LLMEngine#

class vllm.engine.llm_engine.LLMEngine(model_config: ModelConfig, cache_config: CacheConfig, parallel_config: ParallelConfig, scheduler_config: SchedulerConfig, lora_config: LoRAConfig | None, placement_group: PlacementGroup | None, log_stats: bool)[source]#

An LLM engine that receives requests and generates texts.

This is the main class for the vLLM engine. It receives requests from clients and generates texts from the LLM. It includes a tokenizer, a language model (possibly distributed across multiple GPUs), and GPU memory space allocated for intermediate states (aka KV cache). This class utilizes iteration-level scheduling and efficient memory management to maximize the serving throughput.

The LLM class wraps this class for offline batched inference and the AsyncLLMEngine class wraps this class for online serving.

NOTE: The config arguments are derived from the EngineArgs class. For the comprehensive list of arguments, see EngineArgs.

Parameters:
  • model_config – The configuration related to the LLM model.

  • cache_config – The configuration related to the KV cache memory management.

  • parallel_config – The configuration related to distributed execution.

  • scheduler_config – The configuration related to the request scheduler.

  • placement_group – Ray placement group for distributed execution. Required for distributed execution.

  • log_stats – Whether to log statistics.

_init_cache() None[source]#

Profiles the memory usage and initializes the KV cache.
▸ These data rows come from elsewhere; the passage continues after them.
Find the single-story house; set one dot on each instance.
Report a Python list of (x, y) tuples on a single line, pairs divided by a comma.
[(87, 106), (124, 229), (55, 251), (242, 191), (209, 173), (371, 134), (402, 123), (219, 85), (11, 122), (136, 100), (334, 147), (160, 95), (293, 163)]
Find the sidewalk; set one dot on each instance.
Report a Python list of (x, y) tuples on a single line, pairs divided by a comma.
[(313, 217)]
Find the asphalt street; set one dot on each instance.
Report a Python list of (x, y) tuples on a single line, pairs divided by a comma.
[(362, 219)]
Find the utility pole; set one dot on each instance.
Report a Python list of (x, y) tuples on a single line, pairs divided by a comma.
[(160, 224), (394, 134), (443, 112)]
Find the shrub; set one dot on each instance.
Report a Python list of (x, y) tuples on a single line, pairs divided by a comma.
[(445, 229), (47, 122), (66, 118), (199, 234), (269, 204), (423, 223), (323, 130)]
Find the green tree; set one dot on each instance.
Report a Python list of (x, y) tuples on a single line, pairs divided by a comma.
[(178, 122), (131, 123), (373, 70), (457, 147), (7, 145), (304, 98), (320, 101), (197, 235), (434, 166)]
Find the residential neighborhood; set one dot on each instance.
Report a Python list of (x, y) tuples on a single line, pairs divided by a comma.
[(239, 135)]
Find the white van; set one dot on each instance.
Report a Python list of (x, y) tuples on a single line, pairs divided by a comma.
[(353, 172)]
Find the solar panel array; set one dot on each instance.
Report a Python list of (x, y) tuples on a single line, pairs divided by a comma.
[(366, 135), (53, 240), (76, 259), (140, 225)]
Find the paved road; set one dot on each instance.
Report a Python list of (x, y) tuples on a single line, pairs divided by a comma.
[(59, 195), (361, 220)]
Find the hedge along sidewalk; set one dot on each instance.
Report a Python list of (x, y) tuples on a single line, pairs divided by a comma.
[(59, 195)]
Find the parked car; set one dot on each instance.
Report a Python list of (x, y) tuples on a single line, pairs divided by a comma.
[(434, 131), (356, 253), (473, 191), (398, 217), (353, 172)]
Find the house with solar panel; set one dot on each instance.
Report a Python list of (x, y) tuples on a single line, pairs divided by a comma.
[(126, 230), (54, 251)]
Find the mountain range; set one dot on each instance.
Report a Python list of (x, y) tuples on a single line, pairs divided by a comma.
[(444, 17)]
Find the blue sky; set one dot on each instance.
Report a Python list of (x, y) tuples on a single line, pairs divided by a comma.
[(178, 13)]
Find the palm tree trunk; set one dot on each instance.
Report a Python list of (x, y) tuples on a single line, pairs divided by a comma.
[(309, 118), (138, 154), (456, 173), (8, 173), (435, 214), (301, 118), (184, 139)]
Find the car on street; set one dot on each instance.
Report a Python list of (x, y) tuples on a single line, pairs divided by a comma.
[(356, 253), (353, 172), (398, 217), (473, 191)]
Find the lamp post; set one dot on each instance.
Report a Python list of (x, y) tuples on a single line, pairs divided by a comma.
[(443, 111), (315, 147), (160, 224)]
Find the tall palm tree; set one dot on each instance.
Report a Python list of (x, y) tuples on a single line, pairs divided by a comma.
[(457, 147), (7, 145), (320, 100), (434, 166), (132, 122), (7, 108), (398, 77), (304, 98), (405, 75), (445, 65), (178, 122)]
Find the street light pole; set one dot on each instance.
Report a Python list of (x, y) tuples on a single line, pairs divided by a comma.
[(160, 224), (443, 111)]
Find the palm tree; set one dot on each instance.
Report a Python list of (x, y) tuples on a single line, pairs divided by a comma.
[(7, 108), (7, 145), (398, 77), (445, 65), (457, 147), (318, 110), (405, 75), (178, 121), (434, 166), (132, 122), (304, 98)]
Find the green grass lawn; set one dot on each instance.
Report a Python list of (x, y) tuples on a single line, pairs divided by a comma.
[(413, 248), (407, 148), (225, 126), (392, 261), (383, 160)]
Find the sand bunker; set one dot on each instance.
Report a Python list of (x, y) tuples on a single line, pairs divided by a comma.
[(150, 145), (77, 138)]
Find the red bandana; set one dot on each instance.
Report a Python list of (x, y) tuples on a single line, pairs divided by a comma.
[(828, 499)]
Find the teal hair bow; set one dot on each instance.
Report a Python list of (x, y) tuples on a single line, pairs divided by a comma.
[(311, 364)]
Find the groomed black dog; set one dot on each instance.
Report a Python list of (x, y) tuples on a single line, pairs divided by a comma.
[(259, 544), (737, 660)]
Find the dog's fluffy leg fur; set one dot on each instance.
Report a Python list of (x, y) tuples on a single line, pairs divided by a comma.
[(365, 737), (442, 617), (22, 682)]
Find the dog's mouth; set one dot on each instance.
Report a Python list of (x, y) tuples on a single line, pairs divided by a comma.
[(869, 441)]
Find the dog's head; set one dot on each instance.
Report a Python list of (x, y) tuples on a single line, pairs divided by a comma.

The engine will first conduct a profiling of the existing memory usage. Then, it calculate the maximum possible number of GPU and CPU blocks that can be allocated with the remaining free memory. More details can be found in the profile_num_available_blocks() method from class Worker.

Afterwards, as there may be multiple workers, we take the minimum number of blocks across all workers to ensure this can be applied to all of them.

Finally, the engine will initialize the KV cache with the calculated number of blocks.

Tip

You may limit the usage of GPU memory by adjusting the gpu_memory_utilization parameters.

abort_request(request_id: str | Iterable[str]) None[source]#

Aborts a request(s) with the given ID.

Parameters:

request_id – The ID(s) of the request to abort.

Details:
  • Refer to the abort_seq_group() from class Scheduler.

Example

>>> # initialize engine and add a request with request_id
>>> request_id = str(0)
>>> # abort the request
>>> engine.abort_request(request_id)
add_request(request_id: str, prompt: str | None, sampling_params: SamplingParams, prompt_token_ids: List[int] | None = None, arrival_time: float | None = None, lora_request: LoRARequest | None = None, prefix_pos: int | None = None) None[source]#

Add a request to the engine’s request pool.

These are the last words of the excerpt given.